Don’t Strengthen China Any Further


Biden’s restrictions on investments in China pursue a new strategy of minimizing risk. If it fails, the West will lose a lot, too.

The investment restrictions with which the U.S. administration is now hoping to prevent high-tech knowledge transfer to the Chinese military are in line with the new Western consensus on engagement with China. The idea is to limit risk but not disengage too much in trade relations.

In this case, the focus is semiconductors or artificial intelligence that could be used for modern weapons. Since the U.S. guarantees the security of some allies in Asia, potentially including Taiwan, Biden’s decree makes strategic sense. No one in the West can have any interest in strengthening China’s military forces, which are already growing at a rapid pace.

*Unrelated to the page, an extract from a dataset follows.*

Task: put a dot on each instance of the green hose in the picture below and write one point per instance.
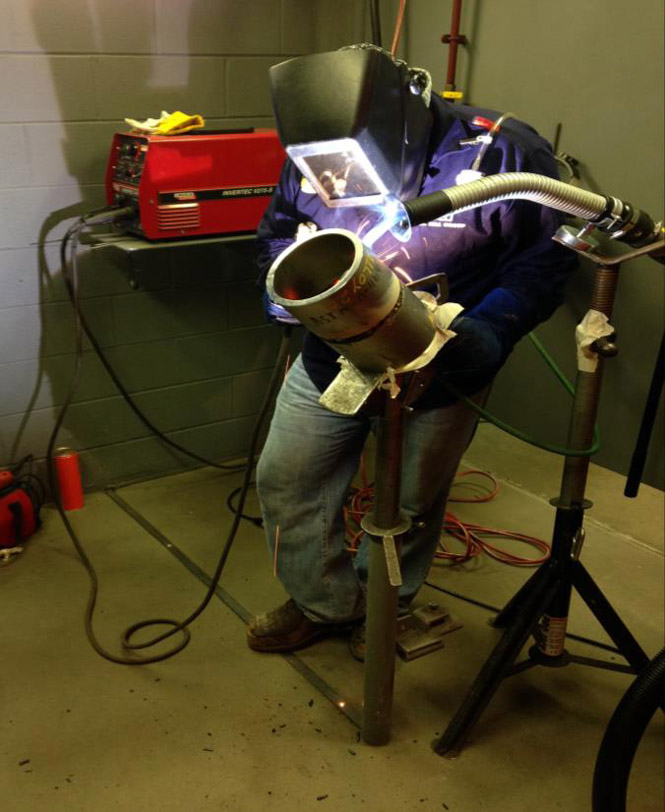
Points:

Difficult Economic Situation

Politically, however, such measures, which are also being prepared in Europe, test relations with China. In Beijing, Joe Biden’s step will be interpreted as another unfriendly move to hinder China’s own rise, and not just because of that country’s difficult economic situation. Countermeasures are likely, and in this context, attempts to disentangle China from its alliance with Russia won’t get any easier.

The West’s old China strategy was based on inclusion and was just as naïve as policies toward Russia. The new strategy attempts to keep trade and investment alive, with limitations, under conditions of political rivalry. If it fails, the West will lose a lot, too.